Like most, Laurie Piotrowski started in her early teens. Rather than pull her hair out from the roots, she would twist it into tiny balls and then break them off.

"I had really long hair and I thought if I cut it I wouldn't pull it out," she said. "It didn't work."

After finding hair balls scattered around the house, her mother took Piotrowski to the pediatrician — the first of a succession of doctors she would see over the next 20 years who would offer various medications, psychological counseling and behavioral suggestions.

None did the trick.

Now 40, Piotrowski, an administrator at Fort Dix, N.J., said she still has to fight the urge to pull her hair.

With help from psychologists at the Center for Emotional Health of Greater Philadelphia and a monthly support group, she said, she has managed to let her hair grow for as long as two months before relapsing.

No easy cure

"These habits tend to wax and wane over time," said Marla Diebler, founder and director of the center, which specializes in treating anxiety-related disorders. So far, Diebler said, no medication has been found effective, although some studies have shown that in adults, the over-the-counter supplement n-acetylcysteine may help.

Behavioral treatments seem to offer the most promise.

One technique, habit-reversal training, attempts to substitute a new, more benign habit for the old. People are given objects to hold or play with — rocks, rubber bands, clay or Koosh balls.

A second method, stimulus control, makes the environment less conducive. Diebler offers the example of a patient who pulled her hair while watching TV, always sitting with her elbow resting on the arm of the couch so she could reach her scalp. By merely shifting her position to the middle of the couch, Diebler said, the woman would at least be more aware of her behavior and perhaps less likely to do it.

And, finally, people who pick and pull without thinking are trained to be aware of their behavior. Those patients, Diebler said, may benefit from sensory cues, such as wearing bracelets that jingle when a hand begins to move toward the face.

It may be comforting to the afflicted to know most creatures are prone to hypergroom themselves bare.

"Nobody really knows what causes it," Woods said. "But every species with some kind of hair or soft covering seems to do a version of this. Dogs lick themselves in a particular area and open a bald spot. Cats and chimpanzees take the fur off themselves and others. Mice do barbering. Birds pull out their feathers."

Animal behaviorists have found all these animals, like humans, start the habit around puberty.

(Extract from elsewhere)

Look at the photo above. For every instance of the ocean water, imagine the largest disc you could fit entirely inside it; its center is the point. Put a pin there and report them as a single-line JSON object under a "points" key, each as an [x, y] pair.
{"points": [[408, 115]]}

"It might be a predilection that you inherit," said Martin Franklin, director of the Child and Adolescent OCD, Tic, Trich & Anxiety Group at the University of Pennsylvania. "Once you start the process, you are vulnerable to it."

Franklin and his colleagues are organizing a study of children and adolescents to evaluate the efficacy of the three primary treatment techniques. Therapists have also found people benefit from learning to recognize and better manage their emotions.

Piotrowski still holds out hope.

"Since it started at puberty, maybe when I go into menopause, it will stop," she said.